RE: [BUG] 2.44.0 t7704.9 Fails on NonStop ia64

<rsbecker@xxxxxxxxxxxxx> · Mon, 26 Feb 2024 13:03:21 -0500

>From: Phillip Wood <phillip.wood123@xxxxxxxxx>
On Monday, February 26, 2024 11:00 AM, Phillip Wood wrote:
>To: rsbecker@xxxxxxxxxxxxx; 'Torsten Bögershausen' <tboegi@xxxxxx>
>Cc: git@xxxxxxxxxxxxxxx; Patrick Steinhardt <ps@xxxxxx>
>Subject: Re: [BUG] 2.44.0 t7704.9 Fails on NonStop ia64
>
>On 26/02/2024 15:32, Phillip Wood wrote:
>> Hi Randal
>>
>> [cc'ing Patrick for the reftable writer]
>>
>> On 25/02/2024 20:36, rsbecker@xxxxxxxxxxxxx wrote:
>>> On Sunday, February 25, 2024 2:20 PM, Torsten Bögershausen wrote:
>>>> On Sun, Feb 25, 2024 at 02:08:35PM -0500, rsbecker@xxxxxxxxxxxxx wrote:
>>>>> On Sunday, February 25, 2024 1:45 PM, I wrote:
>>>>>> To: git@xxxxxxxxxxxxxxx
>>>> But I think that this should be used:
>>>> write_in_full()
>>>
>>> My mailer autocorrected, yes, xwrite. write_in_full() would be safe,
>>> although a bit redundant since xwrite() does similar things and is
>>> used by write_in_full().
>>
>> Note that unlike write_in_full(), xwrite() does not guarantee to write
>> the whole buffer passed to it.
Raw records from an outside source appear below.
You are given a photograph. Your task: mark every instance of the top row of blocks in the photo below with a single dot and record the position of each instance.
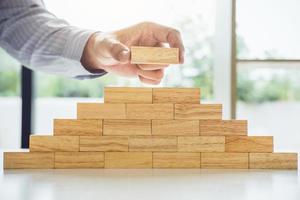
(151, 95)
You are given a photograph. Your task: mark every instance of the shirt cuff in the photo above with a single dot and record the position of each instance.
(73, 50)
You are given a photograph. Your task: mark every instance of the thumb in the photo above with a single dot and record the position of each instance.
(120, 52)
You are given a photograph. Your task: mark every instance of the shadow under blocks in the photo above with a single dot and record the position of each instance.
(150, 128)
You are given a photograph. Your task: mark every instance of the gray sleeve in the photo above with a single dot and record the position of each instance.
(41, 41)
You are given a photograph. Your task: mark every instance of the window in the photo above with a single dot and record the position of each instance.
(56, 97)
(268, 78)
(10, 102)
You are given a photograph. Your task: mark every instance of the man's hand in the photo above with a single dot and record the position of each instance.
(110, 51)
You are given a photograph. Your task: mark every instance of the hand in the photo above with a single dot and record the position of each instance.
(110, 51)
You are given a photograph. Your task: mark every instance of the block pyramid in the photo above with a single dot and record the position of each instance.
(150, 128)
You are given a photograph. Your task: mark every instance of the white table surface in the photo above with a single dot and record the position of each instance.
(105, 184)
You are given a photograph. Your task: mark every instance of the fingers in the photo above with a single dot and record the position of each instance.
(149, 81)
(155, 75)
(168, 35)
(120, 52)
(151, 67)
(109, 51)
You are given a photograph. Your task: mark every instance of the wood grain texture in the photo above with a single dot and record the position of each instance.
(153, 143)
(175, 127)
(150, 111)
(101, 111)
(45, 143)
(69, 160)
(273, 160)
(127, 95)
(104, 143)
(201, 143)
(77, 127)
(223, 127)
(154, 55)
(176, 160)
(224, 160)
(127, 160)
(176, 95)
(249, 144)
(127, 127)
(198, 111)
(28, 160)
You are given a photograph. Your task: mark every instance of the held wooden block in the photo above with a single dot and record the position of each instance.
(249, 144)
(127, 160)
(153, 143)
(127, 95)
(104, 143)
(65, 160)
(223, 127)
(273, 160)
(101, 111)
(224, 160)
(77, 127)
(154, 55)
(176, 160)
(198, 111)
(127, 127)
(150, 111)
(28, 160)
(54, 143)
(175, 127)
(201, 144)
(176, 95)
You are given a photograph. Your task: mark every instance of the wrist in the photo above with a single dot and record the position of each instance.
(88, 58)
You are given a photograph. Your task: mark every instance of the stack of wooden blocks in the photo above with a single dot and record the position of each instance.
(150, 128)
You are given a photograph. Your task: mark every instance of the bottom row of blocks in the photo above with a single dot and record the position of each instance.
(63, 160)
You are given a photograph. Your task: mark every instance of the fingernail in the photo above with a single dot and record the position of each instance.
(124, 55)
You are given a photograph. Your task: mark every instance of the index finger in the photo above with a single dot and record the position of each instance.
(171, 36)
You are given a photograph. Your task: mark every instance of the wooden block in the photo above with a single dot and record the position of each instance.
(153, 143)
(150, 111)
(127, 160)
(175, 127)
(54, 143)
(65, 160)
(176, 95)
(223, 127)
(77, 127)
(127, 95)
(176, 160)
(103, 143)
(273, 160)
(201, 144)
(198, 111)
(28, 160)
(154, 55)
(101, 111)
(249, 144)
(224, 160)
(127, 127)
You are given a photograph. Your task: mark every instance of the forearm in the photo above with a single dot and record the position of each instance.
(40, 40)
In general unless a caller is writing a
>> single byte or writing less than PIPE_BUF bytes to a pipe it should
>> use write_in_full().
>>
>>> The question is which call is bad? The cruft stuff is relatively new
>>> and I don't know the code.
>
>I should have been clearer that I do not think any of these calls are the likely
>problem for the cruft pack code. I do think the reftable writers are worth looking at
>though for git in general.
>
>For the cruft pack problem you might want to look for suspect xwrite() calls where
>the caller does not handle a short write correctly for example under builtin/ we have
>
>builtin/index-pack.c:                   err = xwrite(1, input_buffer +
>input_offset, input_len);
>builtin/receive-pack.c:         xwrite(2, msg, sz);
>builtin/repack.c:       xwrite(cmd->in, oid_to_hex(oid),
>the_hash_algo->hexsz);
>builtin/repack.c:       xwrite(cmd->in, "\n", 1);
>builtin/unpack-objects.c:               int ret = xwrite(1, buffer +
>offset, len);
>
>Best Wishes
>
>Phillip
>
>>>>> reftable/writer.c:              int n = w->write(w->write_arg,
>>>>> zeroed,
>>>>> w->pending_padding);
>>>>> reftable/writer.c:      n = w->write(w->write_arg, data, len);
>>
>> Neither of these appear to check for short writes and
>> reftable_fd_write() is a thin wrapper around write(). Maybe
>> reftable_fd_write() should be using write_in_full()?
>>
>>>>> run-command.c:                  len = write(io->fd, io->u.out.buf,
>>
>> This call to write() looks correct as it is in the io pump loop.
>>
>>>>> t/helper/test-path-utils.c:                     if (write(1,
>>>>> buffer,
>>> count)
>>>>> < 0) >>> t/helper/test-windows-named-pipe.c:             write(1,
>>>>> buf, nbr);
>>>>> t/helper/test-windows-named-pipe.c:             write(1, buf, nbr);
>>
>> In principle these all look like they are prone to short writes.
>>
>>>>> trace2/tr2_dst.c:       bytes = write(fd, buf_line->buf,
>>>>> buf_line->len);
>>
>> This caller explicitly says it prefers short writes over retrying

I'm getting caught a bit behind the curve. After rebuilding from master, I'm now getting:

+ test 1708960150 -lt 1708970156
+ test_line_count = 3 cruft.before
+ test_line_count = 2 cruft.after
test_line_count: line count for cruft.after != 2

This is looking more like a different problem than xwrite().